The Rev. Weimer remembers the mayor's report, which contains stories like that of a 12-year-old Atlanta girl who was imprisoned by an adult pimp in a bedroom with barred windows. The girl was rescued by an aunt as the pimp was preparing to take her out of Georgia.
"If we are a congregation that extends the love of Christ first to our community, then to the world, what does this mean for us?" Weimer asked.
Street Grace
His congregation coalesced with members of the Regional Council of Churches, Concerned Black Clergy of Atlanta and a group of largely suburban nondenominational churches that had formed Unite!, an organization dedicated to justice and social issues.

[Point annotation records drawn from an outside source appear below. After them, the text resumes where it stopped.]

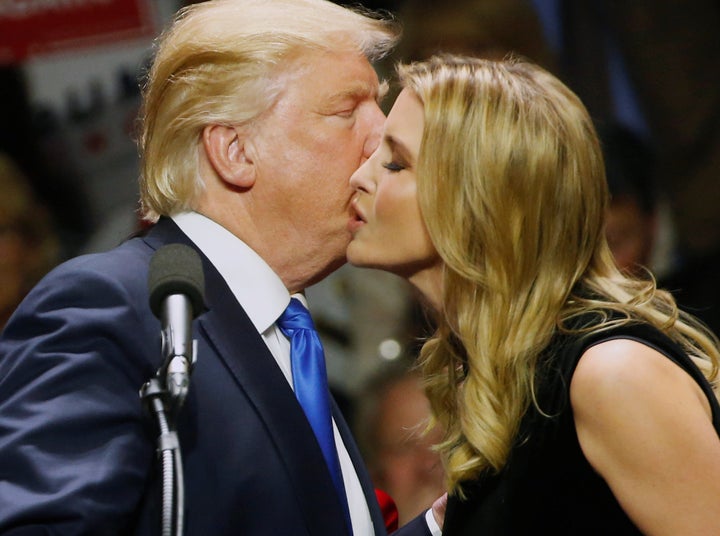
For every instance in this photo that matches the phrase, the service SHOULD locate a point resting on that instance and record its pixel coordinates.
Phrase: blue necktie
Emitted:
(311, 388)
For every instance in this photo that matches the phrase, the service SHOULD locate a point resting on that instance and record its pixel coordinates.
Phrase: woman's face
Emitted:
(388, 230)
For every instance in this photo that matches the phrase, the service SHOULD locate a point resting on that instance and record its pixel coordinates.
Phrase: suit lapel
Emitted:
(360, 469)
(236, 341)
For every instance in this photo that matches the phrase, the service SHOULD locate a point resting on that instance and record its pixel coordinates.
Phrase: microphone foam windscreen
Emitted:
(176, 269)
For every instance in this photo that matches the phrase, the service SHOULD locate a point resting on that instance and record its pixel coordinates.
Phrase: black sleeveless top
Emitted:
(547, 485)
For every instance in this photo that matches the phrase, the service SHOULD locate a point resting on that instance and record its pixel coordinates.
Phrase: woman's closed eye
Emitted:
(394, 167)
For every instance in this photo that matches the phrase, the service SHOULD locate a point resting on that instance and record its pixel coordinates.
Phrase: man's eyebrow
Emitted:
(360, 92)
(382, 91)
(399, 147)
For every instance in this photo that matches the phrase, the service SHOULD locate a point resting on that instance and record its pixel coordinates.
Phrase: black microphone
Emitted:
(177, 295)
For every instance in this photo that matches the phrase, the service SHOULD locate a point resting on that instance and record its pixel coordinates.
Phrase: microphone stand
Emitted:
(163, 396)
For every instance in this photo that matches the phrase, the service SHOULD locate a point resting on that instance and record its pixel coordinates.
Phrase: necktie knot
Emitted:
(295, 317)
(307, 362)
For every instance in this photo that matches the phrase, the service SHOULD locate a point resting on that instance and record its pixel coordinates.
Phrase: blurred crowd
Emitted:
(646, 71)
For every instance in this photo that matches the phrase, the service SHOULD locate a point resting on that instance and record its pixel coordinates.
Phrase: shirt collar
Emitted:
(254, 284)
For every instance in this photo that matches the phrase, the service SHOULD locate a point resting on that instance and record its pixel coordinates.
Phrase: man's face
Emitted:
(325, 123)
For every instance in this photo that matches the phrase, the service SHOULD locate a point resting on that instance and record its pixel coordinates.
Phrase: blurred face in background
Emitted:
(405, 466)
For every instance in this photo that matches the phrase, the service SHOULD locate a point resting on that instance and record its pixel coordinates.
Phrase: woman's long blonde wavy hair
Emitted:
(511, 184)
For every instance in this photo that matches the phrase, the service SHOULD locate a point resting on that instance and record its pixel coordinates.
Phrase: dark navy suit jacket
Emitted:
(77, 451)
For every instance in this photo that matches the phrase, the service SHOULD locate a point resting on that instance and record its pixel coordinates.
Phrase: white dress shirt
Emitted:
(263, 296)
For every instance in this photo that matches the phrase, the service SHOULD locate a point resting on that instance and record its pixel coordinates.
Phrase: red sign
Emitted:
(29, 27)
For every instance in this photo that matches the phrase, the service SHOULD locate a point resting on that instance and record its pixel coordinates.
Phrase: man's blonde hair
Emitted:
(219, 63)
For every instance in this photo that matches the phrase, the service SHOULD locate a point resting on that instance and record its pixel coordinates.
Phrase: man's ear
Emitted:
(225, 149)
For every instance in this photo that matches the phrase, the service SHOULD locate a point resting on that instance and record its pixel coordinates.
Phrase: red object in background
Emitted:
(389, 510)
(30, 27)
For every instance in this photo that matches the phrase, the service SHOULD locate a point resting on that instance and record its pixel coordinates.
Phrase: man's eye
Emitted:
(393, 166)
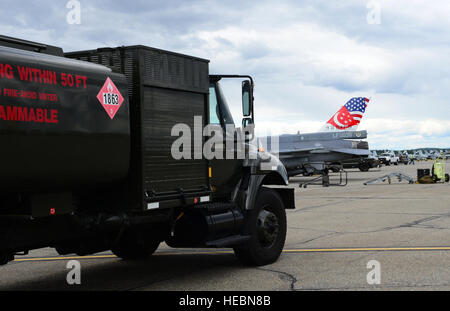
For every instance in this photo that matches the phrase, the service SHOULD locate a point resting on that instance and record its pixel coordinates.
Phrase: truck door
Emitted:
(226, 170)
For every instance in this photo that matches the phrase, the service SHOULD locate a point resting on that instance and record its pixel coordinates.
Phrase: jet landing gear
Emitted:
(324, 180)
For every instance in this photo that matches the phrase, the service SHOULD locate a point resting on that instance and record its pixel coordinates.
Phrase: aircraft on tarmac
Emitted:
(337, 140)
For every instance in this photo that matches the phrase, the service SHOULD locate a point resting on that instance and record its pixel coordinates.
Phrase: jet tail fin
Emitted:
(348, 117)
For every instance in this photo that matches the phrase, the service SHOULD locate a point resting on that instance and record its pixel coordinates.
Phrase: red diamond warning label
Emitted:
(110, 98)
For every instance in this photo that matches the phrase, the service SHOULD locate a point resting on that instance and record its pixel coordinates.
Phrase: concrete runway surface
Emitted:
(332, 236)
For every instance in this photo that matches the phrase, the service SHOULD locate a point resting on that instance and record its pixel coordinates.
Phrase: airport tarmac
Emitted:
(333, 234)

They formed the group Street Grace (for "Galvanizing Resources Against Child Exploitation") and hired a consultant to create an action plan. It pushed the faith community into wider cooperation with law enforcement, social services, other faiths and political groups with which they often contend as opponents.
"Being a self-proclaimed feminist, I haven't had much chance to work with the far right," said Stephanie Davis, policy adviser on women's issues for Mayor Shirley Franklin. "But the issue of commercial sexual exploitation of children creates an automatic response in any human being. No one has personal ownership of that issue."
Legislative effort
Sen. Unterman sponsored Senate Bill 69 this year, which created better reporting of child sex trafficking. Supporters also proposed $5 fees on anyone entering a strip club, which would go to treatment of young prostitutes, and to raise the age to get a stripping license from 18 to 21. When Atlanta did that in 2007, 2,600 women had to turn their licenses in, said Davis, of the mayor's office.
They knew the adult entertainment industry would oppose the last two bills.
Cheryl DeLuca-Johnson of 12Stone Church in Gwinnett County took a job heading Street Grace. She had experience working in addiction-treament nonprofits that prepared her to shape the new organization.
Street Grace offered training in lobbying, and hundreds of volunteers showed up, talked to legislators and put a white carnation on their desks.
Senate Bill 69 passed, but the other two bills "died quietly," Davis said. Coalition members met May 19 to plot strategy on reviving the failed legislation and on new initiatives.
A growing problem?
Even as its members work on what comes next, Street Grace is finding that the exploitation of underage children is not just a downtown problem.
In late May, Gwinnett police raided a bar in Lilburn and discovered a 15-year-old girl from Acworth stripping. Two adults were arrested, and the girl was returned to her mother's custody.
DeLuca-Johnson said she was not surprised by the report.
"And this was in Lilburn. Not downtown," she said. "Last night at a meeting at a church, they were talking about a girl that was abducted in Winder and prostituted in Atlanta.
"We," she said, referring to suburban residents, "keep trying to say it is not in our backyard, but it absolutely is."